Wow.  Got a little carried away there.  Uh hugh.  Anyways........where was I?

Oh.  Paul had Herman tied up and on his side.  I sat on top of the asshole (the goat, not Paul) and grabbed his beard (the goat's, not Paul's) to keep his head still while he wrapped the pipe over his horns.  I'd be lying if I said I didn't purposely put all my weight on Herman (maybe even bouncing once or twice for the full "Ooomph" effect coming out of dickheadgoat's lungs).  I'd also be lying if I said that I didn't feel sorry for Herman.  For an eighth of a second.  Because as soon as I did feel a pang of pity for the peckerhead, he started whipping his head around to BITE us.  Yes.  He was trying to bite us now.  Eventually we ran out of duct tape on the roll and had to make our way out of the pen.  Paul untied Herman's feet while I was still on top of him (which, now that I think about it, probably wasn't the best of ideas) and on the count of  "Three!" I jumped off and ran for the gate, leaving Paul behind to fend for himself (serves him right, why exactly, was it ME on top of the goat in the first place???)
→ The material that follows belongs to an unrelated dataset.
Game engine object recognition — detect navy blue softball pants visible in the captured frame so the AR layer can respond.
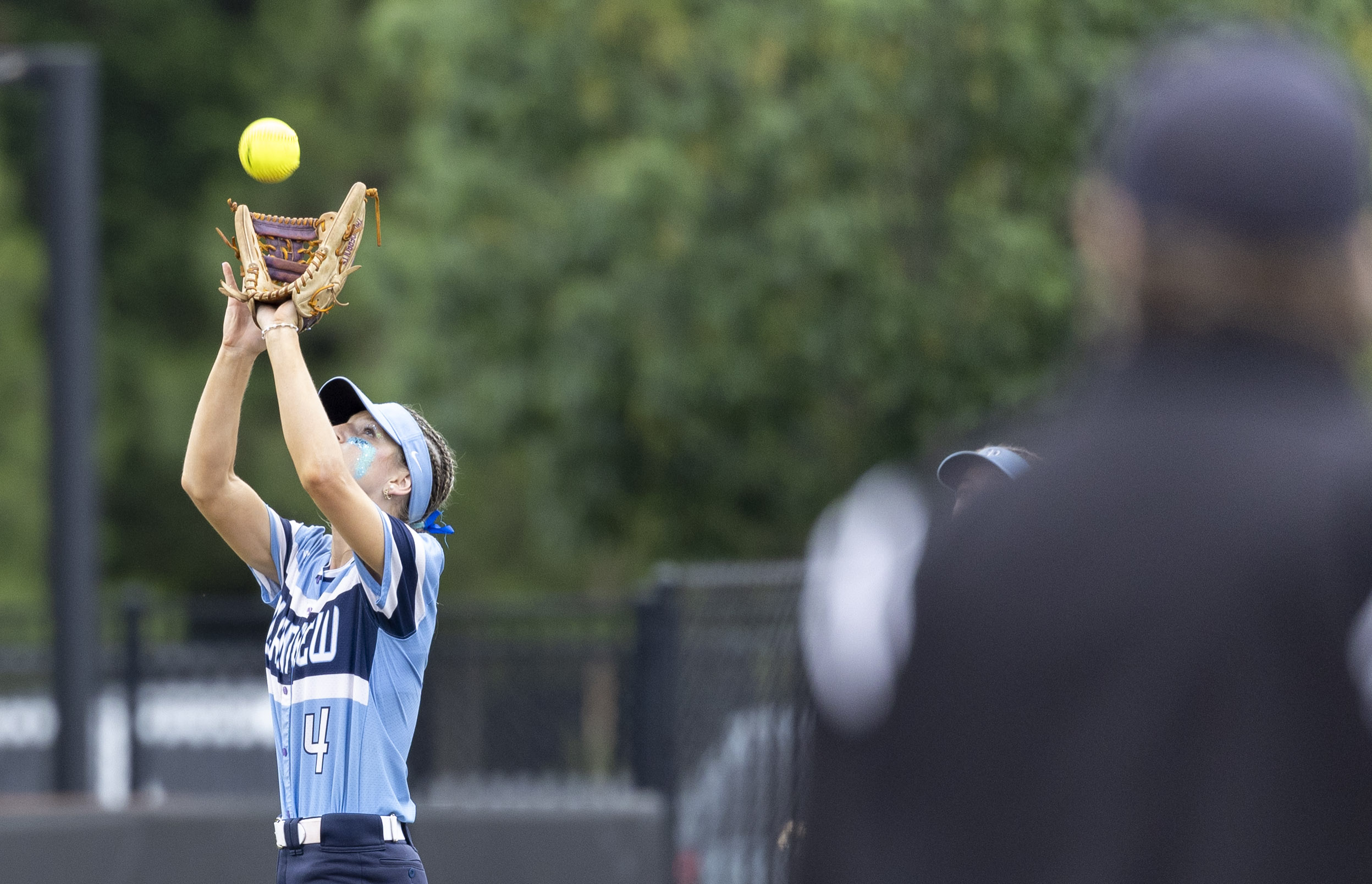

Once we were out and Herman was up, he immediately started rearing and taking his frustrations out on the nearest tree.  He also started trying to rub the headgear off so gawd only knows if it's still on him now.  I hope so, because I am not looking forward to doing this again anytime soon.

I will, however, enjoy NOT having to get his stupid head out of the fence in the middle of the freezing night.